In fact, the MedImmune case had the ideal fact situation for the logic presented. MedImmune needed the license to the first patent to practice its method of manufacture without fear of suit. Therefore, it could not repudiate the agreement, even though it believed that the claims of the issued Cabilly II were invalid (and, unfortunately, the Court's opinion in silent as to why the Cabilly II application was included in the first place). This is the classic "bet-the-farm" situation. This is not necessarily the case for the Medtronic fact scenario, which encompasses after-arising products that were not part of the agreement. Specifically in that case, it was the license provision dealing with new products that required Medtronic to bring its declaratory judgment action. However, in these cases, it all comes down to license drafting -- what mechanism does the agreement use to incorporate products or methods that do not exist at the time of execution? Correspondingly, the response to the question presented of whether the licensor patent holder or the licensee should have the burden of proving infringement/non-infringement should also depend on the particular facts.
But, in the end, this distinction will likely not matter, because the MedImmune decision was decided as a non-infringement case (over the protests of Justice Thomas in dissent). It is possible that Justice Scalia took such pains to describe the case as such, because a DJ case directed solely to validity of patents would have looked a lot more like an advisory opinion, and therefore satisfaction of Article III's case-or-controversy requirement would have been more suspect. It can therefore be presumed that a majority of the Court will still not view these cases as factually distinct. And, given that cert. was granted, it is likely that the Medtronic burden-of-proof issue will swing back to the patentee.

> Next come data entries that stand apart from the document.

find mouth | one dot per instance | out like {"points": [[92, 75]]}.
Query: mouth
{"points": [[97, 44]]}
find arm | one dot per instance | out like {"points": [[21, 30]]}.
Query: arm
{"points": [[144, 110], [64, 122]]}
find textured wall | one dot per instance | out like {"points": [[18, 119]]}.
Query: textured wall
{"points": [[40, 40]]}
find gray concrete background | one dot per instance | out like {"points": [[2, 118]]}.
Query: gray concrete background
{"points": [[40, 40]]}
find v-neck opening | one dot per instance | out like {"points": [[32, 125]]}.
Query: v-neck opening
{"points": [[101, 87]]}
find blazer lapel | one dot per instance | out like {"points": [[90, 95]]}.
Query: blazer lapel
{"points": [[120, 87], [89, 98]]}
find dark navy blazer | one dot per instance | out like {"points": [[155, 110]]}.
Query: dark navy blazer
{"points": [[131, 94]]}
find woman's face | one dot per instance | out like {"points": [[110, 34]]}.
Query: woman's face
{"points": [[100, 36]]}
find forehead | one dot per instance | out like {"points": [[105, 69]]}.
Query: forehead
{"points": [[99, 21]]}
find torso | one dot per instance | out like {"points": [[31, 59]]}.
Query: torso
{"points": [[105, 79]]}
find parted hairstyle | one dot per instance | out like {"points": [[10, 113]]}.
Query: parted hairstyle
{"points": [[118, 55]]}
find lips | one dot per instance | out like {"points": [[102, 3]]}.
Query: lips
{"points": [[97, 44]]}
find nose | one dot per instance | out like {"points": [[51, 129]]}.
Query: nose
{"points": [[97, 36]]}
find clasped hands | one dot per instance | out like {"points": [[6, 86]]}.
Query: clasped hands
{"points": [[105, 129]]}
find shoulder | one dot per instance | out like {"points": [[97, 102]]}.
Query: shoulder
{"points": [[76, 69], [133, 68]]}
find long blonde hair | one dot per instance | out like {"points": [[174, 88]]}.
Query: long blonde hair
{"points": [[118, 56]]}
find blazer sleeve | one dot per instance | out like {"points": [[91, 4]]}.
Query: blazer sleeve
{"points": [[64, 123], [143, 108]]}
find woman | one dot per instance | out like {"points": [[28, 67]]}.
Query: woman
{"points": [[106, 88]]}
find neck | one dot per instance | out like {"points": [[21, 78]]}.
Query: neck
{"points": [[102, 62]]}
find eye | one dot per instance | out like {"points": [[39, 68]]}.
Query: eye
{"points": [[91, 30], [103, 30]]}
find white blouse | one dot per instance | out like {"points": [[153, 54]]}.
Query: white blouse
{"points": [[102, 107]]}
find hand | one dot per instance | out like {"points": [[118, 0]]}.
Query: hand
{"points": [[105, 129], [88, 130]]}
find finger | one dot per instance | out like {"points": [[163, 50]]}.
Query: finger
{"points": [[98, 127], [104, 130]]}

What actions should a licensor patent holder take if now faced with a MedImmune-style DJ action? It would clearly seem advisable to put on the best infringement case possible, in case the burden of proof does shift back. Otherwise, it would seem critical to treat all of these issues upfront when entering into a license agreement. Careful attention should go into any provision that would determine how any new patent or product/method would get incorporated into the agreement, if such a provision is even included at all. It is not inconceivable that that parties would need to renegotiate for any subsequent activity that might be incorporated to the agreement.
Patent Docs will continue to monitor this case and provide any updates as warranted.